IN the film Below the Planet of the Apes, Charlton Heston muses over how a society could be dominated by creatures as primitive and uncouth as monkey-kind.
Obviously there’s all that jumping about and screeching. And holding the tea cup in an impolite manner. There is certainly no place in parliamentary debate for the throwing of rotten fruit or picking the fleas out of the coat of the Honourable Member for Chester Zoo.
But before we get carried away with the superiority of homo sapiens have you noticed, when men beat their Neanderthal petrolhead breasts - and an increasing number do have breast - very few can progress beyond three letters? It’s all bhp, Nm, GTi, ESP and GTi.
There are a very few recorded cases where six letters have been achieved. Usually WRX STi.
The basic Impreza WRX is a rather civilised way to own a relatively quick car. And there is nothing unrefined about the STi. Over a second faster it may be but that does not mean you are compelled to spend large spells upside down in trees waiting for the paramedics.
Under the skin there are suspension revisions that reduce weight, improved steering - oh yes, it’s like a Greek olive oil rub down - and better damping to reduce kick-back on bad surfaces.
Then there is DCCD or driver control centre differential. See how Subaru is pushing back the frontiers of acronyms?
Essentially this allows the balance of the four wheel drive system between front and back wheels to be selected. It is controlled from a small panel between the seats which also sets different throttle responses and turns the traction control on and off. It also controls yaw, the embryonic stage of what scientists call a crash.
Enjoying the thrills of a track day, this is the greyhound’s bits, but, most of the time, I suspect it will be nothing more than a talking point for men with a bad spanner habit.
The 2.5-litre turbocharged 296bhp STi costs £25,000, which is cheap. In fact £1,600 cheaper than the old model.
Controversy rages, well okay there’s some muttering, about the latest Impreza’s looks. Twice the STi was likened to a Focus, once to a Mazda. This is either fair comment or not enough people are going to Specsavers.
Inside all is reasonably muted with the exception of the compulsory pink STi badge. Love it. I’ll wear pink because I think I’m hard enough.The front seats are better than your lounge furniture.
Top speed is 155mph, sprinting to 60mph 4.8 seconds. Torque peaks at 300lb/ft. Consumption?

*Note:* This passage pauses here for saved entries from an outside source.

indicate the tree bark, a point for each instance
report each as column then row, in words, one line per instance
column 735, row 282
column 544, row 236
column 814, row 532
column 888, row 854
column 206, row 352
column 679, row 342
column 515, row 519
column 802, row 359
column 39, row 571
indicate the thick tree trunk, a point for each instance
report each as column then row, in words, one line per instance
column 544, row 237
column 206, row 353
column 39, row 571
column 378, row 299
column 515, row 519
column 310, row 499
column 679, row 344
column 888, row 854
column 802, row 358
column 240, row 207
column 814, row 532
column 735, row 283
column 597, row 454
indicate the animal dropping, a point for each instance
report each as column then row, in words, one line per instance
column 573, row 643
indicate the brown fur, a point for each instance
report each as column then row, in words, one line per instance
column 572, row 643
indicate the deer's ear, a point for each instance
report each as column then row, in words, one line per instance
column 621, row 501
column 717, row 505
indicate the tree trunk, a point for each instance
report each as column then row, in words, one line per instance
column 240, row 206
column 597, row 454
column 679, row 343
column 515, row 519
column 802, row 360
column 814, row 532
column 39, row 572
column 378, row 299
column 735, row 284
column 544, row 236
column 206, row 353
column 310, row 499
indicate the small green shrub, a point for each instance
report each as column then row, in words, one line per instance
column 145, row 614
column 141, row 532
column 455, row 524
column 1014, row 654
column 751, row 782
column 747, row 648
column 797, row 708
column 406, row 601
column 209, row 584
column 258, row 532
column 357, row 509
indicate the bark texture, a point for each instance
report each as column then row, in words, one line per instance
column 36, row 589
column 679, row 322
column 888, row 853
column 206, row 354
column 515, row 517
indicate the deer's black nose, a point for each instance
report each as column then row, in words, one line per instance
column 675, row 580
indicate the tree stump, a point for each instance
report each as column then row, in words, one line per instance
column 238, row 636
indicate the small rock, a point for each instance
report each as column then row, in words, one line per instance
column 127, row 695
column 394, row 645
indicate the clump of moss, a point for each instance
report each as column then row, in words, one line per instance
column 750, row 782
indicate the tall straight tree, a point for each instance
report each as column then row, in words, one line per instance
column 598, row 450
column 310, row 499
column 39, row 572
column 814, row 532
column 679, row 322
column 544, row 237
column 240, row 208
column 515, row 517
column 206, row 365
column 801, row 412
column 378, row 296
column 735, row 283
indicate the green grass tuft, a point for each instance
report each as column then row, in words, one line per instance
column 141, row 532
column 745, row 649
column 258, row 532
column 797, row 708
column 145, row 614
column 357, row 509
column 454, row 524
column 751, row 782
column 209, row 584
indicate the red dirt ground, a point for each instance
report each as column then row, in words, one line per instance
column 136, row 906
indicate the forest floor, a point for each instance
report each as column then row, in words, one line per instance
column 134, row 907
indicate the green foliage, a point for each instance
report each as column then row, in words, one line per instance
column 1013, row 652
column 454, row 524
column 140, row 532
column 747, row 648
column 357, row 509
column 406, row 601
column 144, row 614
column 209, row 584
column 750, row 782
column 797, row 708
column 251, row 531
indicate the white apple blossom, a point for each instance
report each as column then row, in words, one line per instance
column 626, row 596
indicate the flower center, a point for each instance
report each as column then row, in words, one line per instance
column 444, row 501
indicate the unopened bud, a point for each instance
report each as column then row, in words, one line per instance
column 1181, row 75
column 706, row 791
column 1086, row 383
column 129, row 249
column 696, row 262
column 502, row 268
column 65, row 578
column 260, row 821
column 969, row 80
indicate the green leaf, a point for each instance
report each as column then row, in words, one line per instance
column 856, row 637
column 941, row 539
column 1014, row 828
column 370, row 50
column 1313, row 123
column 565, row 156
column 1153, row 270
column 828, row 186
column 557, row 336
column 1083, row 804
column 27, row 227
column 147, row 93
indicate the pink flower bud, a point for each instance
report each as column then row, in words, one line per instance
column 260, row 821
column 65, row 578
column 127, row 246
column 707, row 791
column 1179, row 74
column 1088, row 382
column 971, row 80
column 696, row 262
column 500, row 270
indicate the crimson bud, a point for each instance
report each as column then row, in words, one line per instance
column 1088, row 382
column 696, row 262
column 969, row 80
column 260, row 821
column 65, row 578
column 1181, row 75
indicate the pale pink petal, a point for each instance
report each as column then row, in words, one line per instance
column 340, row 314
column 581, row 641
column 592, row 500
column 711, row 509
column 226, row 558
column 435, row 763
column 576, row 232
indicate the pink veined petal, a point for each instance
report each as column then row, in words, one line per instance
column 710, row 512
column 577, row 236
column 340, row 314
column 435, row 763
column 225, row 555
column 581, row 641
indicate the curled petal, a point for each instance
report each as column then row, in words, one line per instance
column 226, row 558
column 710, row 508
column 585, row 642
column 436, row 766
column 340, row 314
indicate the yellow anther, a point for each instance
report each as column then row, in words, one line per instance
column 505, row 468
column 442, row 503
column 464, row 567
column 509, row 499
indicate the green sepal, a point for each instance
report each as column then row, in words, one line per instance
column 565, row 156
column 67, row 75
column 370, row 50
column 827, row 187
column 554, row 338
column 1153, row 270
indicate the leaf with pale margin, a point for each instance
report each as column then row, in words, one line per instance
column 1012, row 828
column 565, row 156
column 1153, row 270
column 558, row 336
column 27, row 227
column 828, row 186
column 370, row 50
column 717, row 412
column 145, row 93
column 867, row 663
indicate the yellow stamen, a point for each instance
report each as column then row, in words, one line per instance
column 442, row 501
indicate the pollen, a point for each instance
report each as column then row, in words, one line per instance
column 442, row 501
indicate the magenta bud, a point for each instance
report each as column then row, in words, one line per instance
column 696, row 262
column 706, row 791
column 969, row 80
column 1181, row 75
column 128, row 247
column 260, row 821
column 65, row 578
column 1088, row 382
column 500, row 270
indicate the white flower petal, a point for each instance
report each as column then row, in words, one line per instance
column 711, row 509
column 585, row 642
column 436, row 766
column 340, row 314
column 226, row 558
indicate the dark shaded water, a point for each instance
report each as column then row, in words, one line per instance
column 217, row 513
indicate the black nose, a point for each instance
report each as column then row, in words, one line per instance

You are looking at the wrong car if you have to ask, but about 27mpg, and CO2 is at 243g/km.
If you don’t enjoy the seamless, easygoing nature of the STi’s handling and performance, the stability of its point-and-squirt acceleration, perhaps a rail pass would be an idea.
The new-age Impreza is a much more predictable, if still cheeky, monkey.
Fiddle between the seats and it becomes a hooligan baboon, likely to swing in from tree to tree, goosing your wife before making off with the nuts and berries.